12.09.2019 - Press Release 30

“A more expansionary monetary policy will do more harm than good. The negative effects of this policy now outweigh the positive effects; at the same time, the positive effects have worn out", said Helmut Schleweis, President of the German Savings Banks Association (DSGV), in assessing today’s decisions of the European Central Bank (ECB).

Mr. Schleweis went on to say that the measures adopted would not contribute to the development of the real economy or stimulate prices. Against the background of political uncertainties in the world, neither financing nor liquidity were the causes of the economic slowdown. Companies would therefore not scale up their investments if the market was flooded with more liquidity. What was needed now, he added, was action in areas such as foreign and security policy, economic policy and trade policy. If any stakeholders were to benefit, it would once again be the capital markets, enjoying monetary support as a result of the set of measures adopted today. However, this should not be the central bank’s primary objective, said Schleweis.

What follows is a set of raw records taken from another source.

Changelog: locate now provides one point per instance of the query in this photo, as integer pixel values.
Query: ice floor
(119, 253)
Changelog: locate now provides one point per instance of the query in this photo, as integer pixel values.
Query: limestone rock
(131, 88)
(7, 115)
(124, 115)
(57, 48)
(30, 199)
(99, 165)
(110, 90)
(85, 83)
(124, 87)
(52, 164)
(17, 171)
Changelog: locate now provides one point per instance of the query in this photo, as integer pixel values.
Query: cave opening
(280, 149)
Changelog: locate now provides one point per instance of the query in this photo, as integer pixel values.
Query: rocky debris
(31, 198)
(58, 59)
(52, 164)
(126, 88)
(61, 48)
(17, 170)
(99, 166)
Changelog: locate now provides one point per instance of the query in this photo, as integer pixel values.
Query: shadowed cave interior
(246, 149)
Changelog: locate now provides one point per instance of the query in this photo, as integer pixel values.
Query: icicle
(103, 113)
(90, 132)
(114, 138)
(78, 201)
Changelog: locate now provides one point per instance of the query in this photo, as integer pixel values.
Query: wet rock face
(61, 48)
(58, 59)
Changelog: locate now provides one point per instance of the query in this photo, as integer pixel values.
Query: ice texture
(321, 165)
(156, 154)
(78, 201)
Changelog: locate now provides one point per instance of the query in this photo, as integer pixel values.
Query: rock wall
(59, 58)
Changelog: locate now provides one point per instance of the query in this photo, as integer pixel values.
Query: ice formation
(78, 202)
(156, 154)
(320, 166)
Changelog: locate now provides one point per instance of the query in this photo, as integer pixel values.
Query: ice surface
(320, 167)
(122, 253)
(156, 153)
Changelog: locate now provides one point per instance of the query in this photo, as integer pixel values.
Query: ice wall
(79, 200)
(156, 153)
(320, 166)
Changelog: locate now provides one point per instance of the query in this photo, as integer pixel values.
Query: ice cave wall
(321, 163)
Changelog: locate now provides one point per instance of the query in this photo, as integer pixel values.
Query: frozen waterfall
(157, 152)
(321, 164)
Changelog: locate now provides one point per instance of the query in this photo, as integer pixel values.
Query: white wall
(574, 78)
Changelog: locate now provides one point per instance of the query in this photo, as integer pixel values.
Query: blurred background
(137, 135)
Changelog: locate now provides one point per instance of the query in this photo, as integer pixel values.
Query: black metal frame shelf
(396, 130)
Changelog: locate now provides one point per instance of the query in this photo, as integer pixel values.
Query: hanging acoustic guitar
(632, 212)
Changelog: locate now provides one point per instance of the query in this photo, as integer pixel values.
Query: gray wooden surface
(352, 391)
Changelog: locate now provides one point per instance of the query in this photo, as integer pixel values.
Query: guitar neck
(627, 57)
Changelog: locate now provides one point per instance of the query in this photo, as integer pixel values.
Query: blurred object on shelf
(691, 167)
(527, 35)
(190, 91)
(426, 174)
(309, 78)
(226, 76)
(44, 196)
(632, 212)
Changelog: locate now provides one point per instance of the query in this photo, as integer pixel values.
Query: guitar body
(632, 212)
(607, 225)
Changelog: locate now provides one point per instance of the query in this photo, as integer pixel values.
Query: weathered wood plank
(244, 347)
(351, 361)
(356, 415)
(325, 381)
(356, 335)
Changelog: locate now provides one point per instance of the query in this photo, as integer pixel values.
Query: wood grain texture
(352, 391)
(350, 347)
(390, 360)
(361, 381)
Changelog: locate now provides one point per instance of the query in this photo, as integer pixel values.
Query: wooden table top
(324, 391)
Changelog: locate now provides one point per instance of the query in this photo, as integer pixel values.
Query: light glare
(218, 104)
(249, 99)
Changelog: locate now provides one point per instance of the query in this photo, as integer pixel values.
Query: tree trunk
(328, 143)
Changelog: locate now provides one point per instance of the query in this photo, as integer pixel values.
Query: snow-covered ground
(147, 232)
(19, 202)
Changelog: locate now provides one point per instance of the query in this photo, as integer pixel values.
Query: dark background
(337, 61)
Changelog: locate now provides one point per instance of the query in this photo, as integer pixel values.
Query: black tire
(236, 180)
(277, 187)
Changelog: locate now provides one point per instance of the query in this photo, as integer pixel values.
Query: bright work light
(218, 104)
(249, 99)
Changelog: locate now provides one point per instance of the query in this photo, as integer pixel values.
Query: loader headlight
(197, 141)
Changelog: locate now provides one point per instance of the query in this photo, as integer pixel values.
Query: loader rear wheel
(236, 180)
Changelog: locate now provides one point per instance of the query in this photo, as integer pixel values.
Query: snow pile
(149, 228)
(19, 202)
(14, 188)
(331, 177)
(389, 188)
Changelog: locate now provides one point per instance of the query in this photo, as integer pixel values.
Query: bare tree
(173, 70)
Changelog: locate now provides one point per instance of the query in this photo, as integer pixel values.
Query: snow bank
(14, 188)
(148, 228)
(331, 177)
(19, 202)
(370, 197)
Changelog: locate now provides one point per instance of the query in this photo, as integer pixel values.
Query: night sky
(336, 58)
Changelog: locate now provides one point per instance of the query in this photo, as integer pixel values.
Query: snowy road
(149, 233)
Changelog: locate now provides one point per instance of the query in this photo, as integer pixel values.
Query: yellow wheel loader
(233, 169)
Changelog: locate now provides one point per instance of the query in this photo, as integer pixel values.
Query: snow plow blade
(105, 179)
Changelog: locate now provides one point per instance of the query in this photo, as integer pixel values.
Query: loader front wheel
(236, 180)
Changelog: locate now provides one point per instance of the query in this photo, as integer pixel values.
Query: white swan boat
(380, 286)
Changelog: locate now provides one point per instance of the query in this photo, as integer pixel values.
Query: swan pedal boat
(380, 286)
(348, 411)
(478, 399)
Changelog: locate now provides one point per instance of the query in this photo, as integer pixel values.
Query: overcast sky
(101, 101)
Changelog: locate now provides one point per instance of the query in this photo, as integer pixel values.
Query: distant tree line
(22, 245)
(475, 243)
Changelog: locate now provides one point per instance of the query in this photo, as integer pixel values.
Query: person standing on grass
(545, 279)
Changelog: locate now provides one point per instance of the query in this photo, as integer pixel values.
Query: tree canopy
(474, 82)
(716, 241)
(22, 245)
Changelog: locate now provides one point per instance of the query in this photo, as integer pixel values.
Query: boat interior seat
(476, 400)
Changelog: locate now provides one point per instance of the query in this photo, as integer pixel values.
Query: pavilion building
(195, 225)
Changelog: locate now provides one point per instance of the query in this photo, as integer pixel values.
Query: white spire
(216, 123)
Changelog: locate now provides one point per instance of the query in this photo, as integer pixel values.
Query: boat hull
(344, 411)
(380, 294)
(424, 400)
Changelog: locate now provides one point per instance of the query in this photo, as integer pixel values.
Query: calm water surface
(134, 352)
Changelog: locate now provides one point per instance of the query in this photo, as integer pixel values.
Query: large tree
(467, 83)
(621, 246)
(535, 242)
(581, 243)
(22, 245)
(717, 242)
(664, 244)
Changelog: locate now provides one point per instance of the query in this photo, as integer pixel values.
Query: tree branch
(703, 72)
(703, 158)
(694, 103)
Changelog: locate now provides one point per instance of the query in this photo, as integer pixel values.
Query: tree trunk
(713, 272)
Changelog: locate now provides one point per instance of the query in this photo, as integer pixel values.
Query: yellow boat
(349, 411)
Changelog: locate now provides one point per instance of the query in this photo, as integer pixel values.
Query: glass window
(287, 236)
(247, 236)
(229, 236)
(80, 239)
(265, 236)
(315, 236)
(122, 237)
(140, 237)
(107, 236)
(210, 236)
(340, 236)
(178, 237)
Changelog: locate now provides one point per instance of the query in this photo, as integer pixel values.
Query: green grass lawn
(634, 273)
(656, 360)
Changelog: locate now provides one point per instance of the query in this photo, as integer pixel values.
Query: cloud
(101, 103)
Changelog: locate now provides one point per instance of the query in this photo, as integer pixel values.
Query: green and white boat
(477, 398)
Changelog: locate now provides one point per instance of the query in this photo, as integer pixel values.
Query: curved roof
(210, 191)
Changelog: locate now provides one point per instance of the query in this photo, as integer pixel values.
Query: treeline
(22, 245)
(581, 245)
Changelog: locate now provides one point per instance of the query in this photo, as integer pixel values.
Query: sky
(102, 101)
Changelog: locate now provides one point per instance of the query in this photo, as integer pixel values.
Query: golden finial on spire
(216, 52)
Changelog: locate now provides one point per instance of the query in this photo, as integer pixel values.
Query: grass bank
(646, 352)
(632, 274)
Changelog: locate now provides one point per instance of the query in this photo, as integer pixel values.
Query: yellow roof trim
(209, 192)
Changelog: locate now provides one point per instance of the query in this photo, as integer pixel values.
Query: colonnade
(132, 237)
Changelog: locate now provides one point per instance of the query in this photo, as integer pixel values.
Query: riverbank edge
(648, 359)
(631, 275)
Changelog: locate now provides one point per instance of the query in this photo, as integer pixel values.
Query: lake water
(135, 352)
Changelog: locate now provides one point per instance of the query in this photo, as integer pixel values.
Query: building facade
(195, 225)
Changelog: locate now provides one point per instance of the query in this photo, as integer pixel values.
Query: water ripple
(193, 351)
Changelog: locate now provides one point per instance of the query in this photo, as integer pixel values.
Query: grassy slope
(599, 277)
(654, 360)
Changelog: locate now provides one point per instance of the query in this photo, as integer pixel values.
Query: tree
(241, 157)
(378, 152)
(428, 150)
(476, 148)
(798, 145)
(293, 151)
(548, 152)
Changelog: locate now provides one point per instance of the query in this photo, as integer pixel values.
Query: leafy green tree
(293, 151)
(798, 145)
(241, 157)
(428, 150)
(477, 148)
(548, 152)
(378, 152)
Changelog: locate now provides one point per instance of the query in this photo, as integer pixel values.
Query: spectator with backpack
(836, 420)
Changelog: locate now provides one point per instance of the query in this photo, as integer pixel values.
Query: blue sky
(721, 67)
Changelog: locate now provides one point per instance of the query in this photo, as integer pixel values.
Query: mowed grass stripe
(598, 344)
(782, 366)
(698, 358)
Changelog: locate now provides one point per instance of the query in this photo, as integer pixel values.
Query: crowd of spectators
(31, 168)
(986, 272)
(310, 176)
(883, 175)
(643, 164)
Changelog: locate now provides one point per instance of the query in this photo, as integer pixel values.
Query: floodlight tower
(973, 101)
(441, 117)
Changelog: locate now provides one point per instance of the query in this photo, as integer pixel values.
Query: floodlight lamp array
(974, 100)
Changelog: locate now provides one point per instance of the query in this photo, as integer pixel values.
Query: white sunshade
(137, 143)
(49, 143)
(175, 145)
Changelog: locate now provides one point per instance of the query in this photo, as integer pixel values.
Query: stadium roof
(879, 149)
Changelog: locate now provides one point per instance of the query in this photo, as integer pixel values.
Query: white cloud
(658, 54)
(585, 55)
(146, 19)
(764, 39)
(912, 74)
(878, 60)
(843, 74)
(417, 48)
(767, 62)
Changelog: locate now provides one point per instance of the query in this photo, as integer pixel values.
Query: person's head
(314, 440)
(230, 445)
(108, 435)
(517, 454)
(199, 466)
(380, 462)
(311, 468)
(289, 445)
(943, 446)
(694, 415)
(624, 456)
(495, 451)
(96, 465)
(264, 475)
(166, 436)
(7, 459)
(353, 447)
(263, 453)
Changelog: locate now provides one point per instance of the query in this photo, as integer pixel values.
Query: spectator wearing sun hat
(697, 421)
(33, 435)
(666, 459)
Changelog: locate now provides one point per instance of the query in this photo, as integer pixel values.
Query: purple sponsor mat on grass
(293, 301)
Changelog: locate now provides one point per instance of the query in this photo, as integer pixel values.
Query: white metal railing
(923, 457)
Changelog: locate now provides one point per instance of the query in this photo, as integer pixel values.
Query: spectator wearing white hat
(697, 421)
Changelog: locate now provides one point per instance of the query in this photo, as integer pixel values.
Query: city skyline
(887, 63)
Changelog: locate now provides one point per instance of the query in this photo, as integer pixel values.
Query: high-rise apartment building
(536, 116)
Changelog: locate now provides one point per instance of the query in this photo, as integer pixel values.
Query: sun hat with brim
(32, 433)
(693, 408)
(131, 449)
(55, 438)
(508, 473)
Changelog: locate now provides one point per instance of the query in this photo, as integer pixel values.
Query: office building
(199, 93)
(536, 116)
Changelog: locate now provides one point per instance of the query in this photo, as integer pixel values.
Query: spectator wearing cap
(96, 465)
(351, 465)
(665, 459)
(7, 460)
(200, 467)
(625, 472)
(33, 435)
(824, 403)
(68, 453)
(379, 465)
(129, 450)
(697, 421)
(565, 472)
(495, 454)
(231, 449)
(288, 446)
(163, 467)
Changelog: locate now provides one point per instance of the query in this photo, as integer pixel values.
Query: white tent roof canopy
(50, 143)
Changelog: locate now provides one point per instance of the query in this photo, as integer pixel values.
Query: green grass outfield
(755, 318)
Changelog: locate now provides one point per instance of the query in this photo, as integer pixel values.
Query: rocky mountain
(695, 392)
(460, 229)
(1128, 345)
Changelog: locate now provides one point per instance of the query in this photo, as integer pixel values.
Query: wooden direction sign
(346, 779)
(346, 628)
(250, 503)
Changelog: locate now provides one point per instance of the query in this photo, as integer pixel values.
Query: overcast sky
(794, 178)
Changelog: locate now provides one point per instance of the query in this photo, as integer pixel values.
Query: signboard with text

The revitalisation of the bond purchasing programme with new net purchases will continue to exacerbate the mingling of financial policy and monetary policy and will take the ECB yet further away from its mandate. Within the framework of its bond purchasing programme, the ECB already holds one-third of the European government bonds in its portfolio. As a result, the investment opportunities for other market players are shrinking more and more.

The DSGV President took a more positive view of the introduction of graduated interest rates. “While this is a step in the right direction, it will only somewhat cushion the direct impact of the negative interest rates. However, the indirect burdens of the expansionary monetary policy and the repercussions for the economy and for society as a whole– as well as for credit institutions – are much heavier. Today’s set of measures will further increase these burdens.”

The main message of today’s decisions is disastrous: The business community and society as a whole in the euro area will need to be prepared to deal with even lower negative interest rates for an even longer period of time.